Roberto tem tudo planejado há muito tempo e então, enfim, vai colocar seu plano em prática. Entrega uma arma para Eduardo e lhe diz:

- Hoje à noite vou fingir sair para comprar algo no supermercado e vou ficar por um bom tempo lá, até todos me virem, e nessa hora é que você vai entrar lá em casa e, por fim naquela vadia. Vou deixar a porta aberta e, normalmente, ela fica de costas para a porta da sala assistindo àquelas novelas tolas; você então atira e rouba o que puder.

- Roubar o quê?

- O que puder, pra todos pensarem que é um assalto. Depois de umas duas horas eu volto e ligo pra polícia.

- E eu?

- Você vai para a sua casa e fica por lá. Não se preocupe que, quando eu receber o dinheiro do seguro, eu dou a sua parte. Eu não traio não.

- Eu vou sair por volta das 19h e você vai entrar lá às 19h20, combinado?

- Combinado!

O plano de Roberto parecia ter tudo pra dar certo, no horário marcado ele saiu, mas o que ele não contava foi quando entrou em sua casa. Carolina ainda estava viva, e ele então assustado perguntou:

- Tudo bem, querida?

- Tudo, amor da minha vida!

- Roberto sentiu que algo estava errado, e o que tinha acontecido para Eduardo não por fim em Carolina. Foi quando, de repente, Eduardo apareceu com a arma em punho.

- Olá Roberto. Falou Eduardo apontando a arma para ele.

- O que está acontecendo aqui? Assustado, perguntou Roberto.

- Você não queria me matar e mandou o Du fazer o serviço? Ele veio, mas o que você não sabia, idiota, é que eu e ele somos amantes, há muito tempo.

- Mas você dizia que o odiava.

-Você não andava dizendo que me amava, eu também sei mentir!

- Mas, se vocês me matarem, não vão ganhar nada!

- Eu também fiz um seguro em seu nome, idiota, e o valor é de dois milhões.

- Vocês dois me traíram!

- Eu não! Sempre fui seu amigo, mas entre você e uma mulher, eu prefiro a sua mulher e ainda mais se for rica. Falou Eduardo.

- Então quer dizer que você vai me matar? Quase clamando, falou Roberto.
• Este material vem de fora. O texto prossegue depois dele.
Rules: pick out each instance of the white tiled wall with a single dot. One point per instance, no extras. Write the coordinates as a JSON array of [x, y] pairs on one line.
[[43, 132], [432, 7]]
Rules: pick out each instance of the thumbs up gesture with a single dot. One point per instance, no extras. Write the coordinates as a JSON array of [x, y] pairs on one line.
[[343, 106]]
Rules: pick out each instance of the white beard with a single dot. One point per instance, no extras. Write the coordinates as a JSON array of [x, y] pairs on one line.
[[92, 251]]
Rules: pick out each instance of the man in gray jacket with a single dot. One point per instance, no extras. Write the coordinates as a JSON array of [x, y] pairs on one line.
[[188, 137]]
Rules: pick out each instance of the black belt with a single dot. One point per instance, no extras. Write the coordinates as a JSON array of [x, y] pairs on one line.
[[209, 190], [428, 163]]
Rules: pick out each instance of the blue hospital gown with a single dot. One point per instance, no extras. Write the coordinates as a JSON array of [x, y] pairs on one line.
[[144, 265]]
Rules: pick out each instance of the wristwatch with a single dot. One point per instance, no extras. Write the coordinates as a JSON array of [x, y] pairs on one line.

Eduardo então atira, e Roberto agoniza no chão as suas últimas palavras:

- Traidoreeeeeeeeeessssss!

Eduardo deflagra outro tiro, e Roberto dá adeus ao seu milhão e à sua vida.

O pior ainda estava por vir. Eduardo abraça Carolina e ela sussurra em seu ouvido.

- Obrigado, querido!

- Faço tudo por você, minha vida!

- Inclusive me deixar sozinha e rica?

Nem bem terminou de pronunciar a última frase, Carolina cravou uma faca no coração de Eduardo, que caiu no meio da sala e, instantaneamente, morreu. Carolina provou como se deve trair.